Intel Core Ultraの最新CPU 2シリーズと、2024年はじめに発売されたIntel Core Ultra 1シリーズについて両方を実機レビューできましたので、比較結果をまとめます。
現在、Intel Core Ultra 2シリーズの機種はまだ高く、Intel Core Ultra 1シリーズの機種と両方が販売されている状況ですが、どちらを買ったほうがよいかについてもまとめます。
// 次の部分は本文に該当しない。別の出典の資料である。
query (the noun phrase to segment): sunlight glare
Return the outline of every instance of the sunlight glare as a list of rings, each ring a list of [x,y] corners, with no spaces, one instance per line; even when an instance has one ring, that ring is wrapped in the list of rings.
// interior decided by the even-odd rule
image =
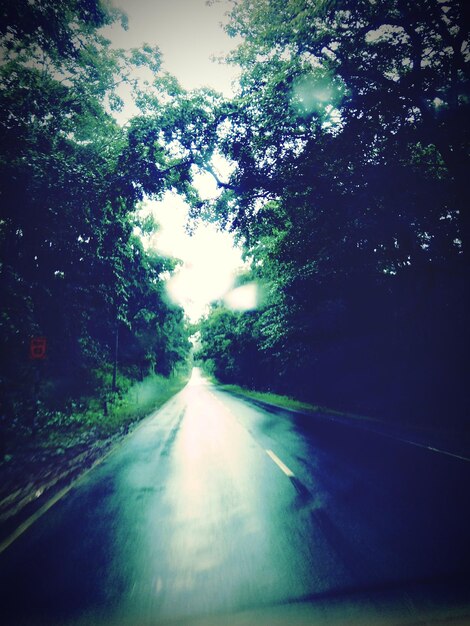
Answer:
[[[232,311],[252,311],[258,308],[259,300],[259,286],[252,282],[230,290],[224,298],[224,303]]]
[[[301,114],[323,111],[336,106],[341,99],[338,88],[328,76],[310,74],[297,79],[292,89],[292,105]]]
[[[230,233],[217,230],[213,224],[199,223],[189,235],[184,228],[188,207],[175,194],[165,194],[163,202],[148,201],[145,210],[160,225],[148,245],[182,261],[167,281],[168,295],[196,321],[211,302],[223,298],[232,288],[243,266],[241,251]]]
[[[211,200],[220,194],[217,183],[209,172],[198,172],[193,174],[193,183],[197,188],[202,200]]]

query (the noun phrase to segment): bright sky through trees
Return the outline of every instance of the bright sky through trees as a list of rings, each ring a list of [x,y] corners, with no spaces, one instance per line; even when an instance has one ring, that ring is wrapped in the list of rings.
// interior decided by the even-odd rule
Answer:
[[[221,26],[228,10],[225,0],[211,6],[206,0],[114,0],[113,4],[129,18],[127,31],[119,24],[104,30],[115,46],[157,45],[163,70],[176,76],[185,89],[208,86],[231,95],[234,68],[212,58],[234,45]],[[119,120],[125,122],[135,113],[127,104]],[[209,174],[200,176],[198,188],[205,197],[217,193]],[[170,284],[171,295],[191,319],[197,319],[211,300],[230,288],[240,254],[232,237],[214,227],[201,224],[190,237],[184,230],[186,207],[179,198],[167,194],[163,202],[149,202],[148,208],[161,226],[154,238],[157,249],[184,263]]]
[[[129,18],[127,31],[117,23],[104,31],[115,45],[158,45],[164,70],[174,74],[183,87],[209,86],[230,95],[234,68],[211,60],[234,45],[221,27],[229,8],[226,0],[211,6],[206,0],[113,0],[112,4]]]

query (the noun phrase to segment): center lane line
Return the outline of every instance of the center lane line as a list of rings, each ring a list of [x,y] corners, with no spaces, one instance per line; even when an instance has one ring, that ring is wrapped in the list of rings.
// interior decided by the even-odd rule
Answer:
[[[213,399],[217,402],[217,404],[219,404],[219,406],[224,409],[224,411],[229,413],[229,415],[231,415],[234,419],[237,420],[236,415],[231,411],[231,409],[229,409],[223,402],[221,402],[219,400],[219,398],[217,398],[214,394],[211,394],[211,395],[212,395]],[[248,432],[250,432],[250,431],[248,431]],[[253,437],[253,434],[252,433],[250,433],[250,434]],[[253,437],[253,439],[254,439],[254,441],[256,441],[255,437]],[[258,443],[258,441],[256,441],[256,443]],[[258,443],[258,445],[259,445],[259,443]],[[262,446],[260,446],[260,447],[262,447]],[[274,461],[274,463],[276,463],[276,465],[284,472],[284,474],[288,478],[294,479],[293,480],[294,484],[296,484],[298,482],[298,479],[295,477],[294,472],[291,469],[289,469],[287,467],[287,465],[285,463],[283,463],[283,461],[281,461],[281,459],[277,456],[277,454],[275,454],[272,450],[267,450],[267,449],[265,450],[265,452]]]
[[[274,452],[272,450],[266,450],[266,454],[271,457],[271,459],[274,461],[274,463],[276,463],[276,465],[281,468],[281,470],[284,472],[284,474],[286,476],[288,476],[289,478],[295,478],[294,472],[292,472],[287,467],[287,465],[285,463],[283,463],[281,461],[281,459],[276,454],[274,454]]]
以下の機種の実機レビュー結果をもとに、比較結果をまとめます。
HP OmniBook Ultra Flip 14-fh
OS | Windows 11 Home |
CPU | インテル® Core™ Ultra 7 プロセッサー 258V |
メモリ | 32GB |
ディスプレイ | 14.0インチ・2.8K・OLED タッチディスプレイ (2880×1800) |
SSD | 1TB SSD |
無線LAN | IEEE 802.11be (Wi-Fi 7) |
Bluetooth | Bluetooth(Ver5.4) |
Webカメラ | 9MP IR AI カメラ (約900万画素) |
指紋認証 | あり |
顔認証 | あり |
外形寸法 | 約 313 × 216 × 14.9 mm (最厚部) |
駆動時間 | 最大20時間 |
重量 | 1.34kg |
価格 | 19.98万円~ |
OS | Windows 11 Pro 64ビット |
CPU | インテル® Core™ Ultra 7 プロセッサー 155H |
メモリ | 32GB(デュアルチャネル) |
ディスプレイ(有機EL) | 14.0インチワイド・2.8Kブライトビュー・OLEDタッチディスプレイ(2880 × 1800) |
SSD | 1TB SSD(PCIe Gen4x4 NVMe M.2) |
アクティブペン | HP MPP アクティブペン(ブラック) |
無線LAN | IEEE 802.11ax (Wi-Fi 6E対応) |
Bluetooth | Bluetooth(Ver5.3) |
Webカメラ | HP Wide Vision 9MP IR カメラ (約900万画素) |
指紋認証 | あり |
顔認証 | あり |
外形寸法 | 約 313 × 220 × 16.9 mm |
駆動時間 | 最大13時間(66Wh) |
重量 | 1.44kg |
価格 | 19万円台~ |
Intel Core Ultra 7 155Hを搭載していたHP Spectreと、後継機種でIntel Cora Ultra 7 258Vを搭載しているHP OmniBook Ultra Flip 14-fhのベンチマーク結果をもとに解説します。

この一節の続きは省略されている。